Tuesday, June 28, 2011

UK ports ready for greener future

UK ports can play a crucial role in reducing greenhouse gas emissions in the industry’s hugely complex supply chains, according to new research by the University of Hull (UoH).

The university mapped the environmental actions of 72 UK port locations and compared them with those carried out by leading ports overseas.

The research said that with more than 50% of global container traffic being controlled by 20 major ports companies, ports could take a leading role in bringing about major reductions in greenhouse gas emissions from shipping.

Although shipping is a relatively clean form of freight, in 2007, international shipping accounted for 2.7% of global carbon emissions, according to report by the International Maritime Organisation.

Dr Patrick Rigot-Muller, from the UoH Business School, said: “There is scope to reduce carbon emissions in the maritime industry by between 25% and 75%, using a range of technical and operational measures,” he said.
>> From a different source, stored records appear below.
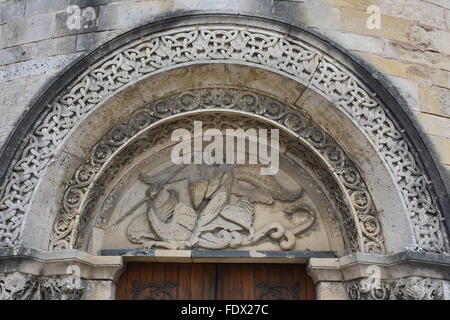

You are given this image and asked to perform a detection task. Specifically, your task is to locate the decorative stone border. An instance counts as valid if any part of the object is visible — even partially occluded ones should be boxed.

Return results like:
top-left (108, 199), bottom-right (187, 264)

top-left (0, 18), bottom-right (447, 252)
top-left (346, 277), bottom-right (444, 300)
top-left (50, 88), bottom-right (385, 253)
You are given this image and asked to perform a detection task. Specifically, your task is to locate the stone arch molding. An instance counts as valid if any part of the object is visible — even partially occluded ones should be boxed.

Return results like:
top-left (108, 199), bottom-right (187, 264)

top-left (0, 15), bottom-right (447, 252)
top-left (50, 88), bottom-right (385, 253)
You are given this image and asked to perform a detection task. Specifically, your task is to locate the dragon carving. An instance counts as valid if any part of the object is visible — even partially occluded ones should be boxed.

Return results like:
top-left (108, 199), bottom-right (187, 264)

top-left (116, 165), bottom-right (315, 250)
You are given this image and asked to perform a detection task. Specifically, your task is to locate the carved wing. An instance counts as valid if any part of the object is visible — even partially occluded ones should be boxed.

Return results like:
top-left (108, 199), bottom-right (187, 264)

top-left (157, 189), bottom-right (178, 222)
top-left (198, 192), bottom-right (228, 228)
top-left (220, 198), bottom-right (254, 230)
top-left (173, 202), bottom-right (197, 231)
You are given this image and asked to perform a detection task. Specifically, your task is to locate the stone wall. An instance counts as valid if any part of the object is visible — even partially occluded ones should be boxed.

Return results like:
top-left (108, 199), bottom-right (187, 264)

top-left (0, 0), bottom-right (450, 188)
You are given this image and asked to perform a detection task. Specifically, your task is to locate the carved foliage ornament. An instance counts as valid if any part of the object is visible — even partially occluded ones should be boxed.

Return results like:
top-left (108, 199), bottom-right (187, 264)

top-left (0, 24), bottom-right (446, 252)
top-left (0, 272), bottom-right (84, 300)
top-left (50, 88), bottom-right (384, 253)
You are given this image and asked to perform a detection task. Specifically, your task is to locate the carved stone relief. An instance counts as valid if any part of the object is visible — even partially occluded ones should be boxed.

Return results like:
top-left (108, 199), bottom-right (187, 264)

top-left (347, 277), bottom-right (444, 300)
top-left (123, 166), bottom-right (315, 250)
top-left (50, 88), bottom-right (384, 253)
top-left (0, 24), bottom-right (447, 252)
top-left (0, 272), bottom-right (85, 300)
top-left (92, 115), bottom-right (342, 250)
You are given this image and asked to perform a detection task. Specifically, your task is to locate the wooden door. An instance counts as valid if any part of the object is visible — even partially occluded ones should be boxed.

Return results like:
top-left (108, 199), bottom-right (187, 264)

top-left (116, 263), bottom-right (315, 300)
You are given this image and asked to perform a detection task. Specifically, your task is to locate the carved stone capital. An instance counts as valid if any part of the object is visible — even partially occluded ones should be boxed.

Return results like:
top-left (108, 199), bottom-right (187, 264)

top-left (346, 277), bottom-right (444, 300)
top-left (346, 278), bottom-right (391, 300)
top-left (393, 277), bottom-right (444, 300)
top-left (0, 272), bottom-right (85, 300)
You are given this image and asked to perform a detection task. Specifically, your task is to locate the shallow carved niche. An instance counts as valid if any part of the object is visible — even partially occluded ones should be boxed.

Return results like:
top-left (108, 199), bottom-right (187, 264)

top-left (0, 21), bottom-right (447, 252)
top-left (50, 88), bottom-right (384, 253)
top-left (91, 116), bottom-right (342, 251)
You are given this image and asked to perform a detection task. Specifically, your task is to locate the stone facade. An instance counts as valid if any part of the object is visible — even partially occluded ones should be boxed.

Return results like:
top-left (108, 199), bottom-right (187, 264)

top-left (0, 0), bottom-right (450, 300)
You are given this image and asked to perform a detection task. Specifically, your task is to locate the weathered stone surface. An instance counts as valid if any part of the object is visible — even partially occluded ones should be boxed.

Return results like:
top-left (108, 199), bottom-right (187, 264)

top-left (341, 8), bottom-right (411, 42)
top-left (420, 85), bottom-right (450, 116)
top-left (429, 135), bottom-right (450, 165)
top-left (415, 113), bottom-right (450, 138)
top-left (379, 0), bottom-right (445, 29)
top-left (0, 14), bottom-right (55, 48)
top-left (25, 0), bottom-right (68, 16)
top-left (76, 31), bottom-right (120, 51)
top-left (0, 53), bottom-right (82, 82)
top-left (0, 0), bottom-right (26, 24)
top-left (0, 36), bottom-right (77, 65)
top-left (317, 28), bottom-right (387, 56)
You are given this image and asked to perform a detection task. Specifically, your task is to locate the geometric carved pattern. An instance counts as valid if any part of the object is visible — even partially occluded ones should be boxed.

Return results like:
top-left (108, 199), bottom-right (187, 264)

Existing measures include the use of “green passports” that offered reduced port fees for vessels meeting specified environmental requirements for emissions. This is currently used at four Dutch ports.

Cold-Ironing is another measure currently in use. The report said: “This is far more efficient than generating power on board ships for heat, lighting and other operations

“If energy from the grid is from sustainable sources, the environmental benefit is even greater.”

Truck control and vehicle booking systems are in use at the US port of Los Angeles. This reduces carbon emissions by providing time slots for haulage vehicles to be at the quayside, limiting the amount of time spent in port with engines running. It has reportedly reduced port truck emissions by 70%.

David Gibbs, a Professor at the UoH said: “There is a good track record of shipping companies working in partnership with port operators to improve environmental standards, given the right incentives.”

However, he said, for agreements to be effective, they would have to be adopted at a Europe-wide level.

“The UK, such as any country, should act carefully on taking unilateral decisions, since the ports industry is a very competitive market.

“For example, an environmental levy through UK ports could divert traffic to continental ports with the final leg being done by road. This scenario would be much worse in terms of carbon emissions.

“So, as always, there is a balance to be struck.”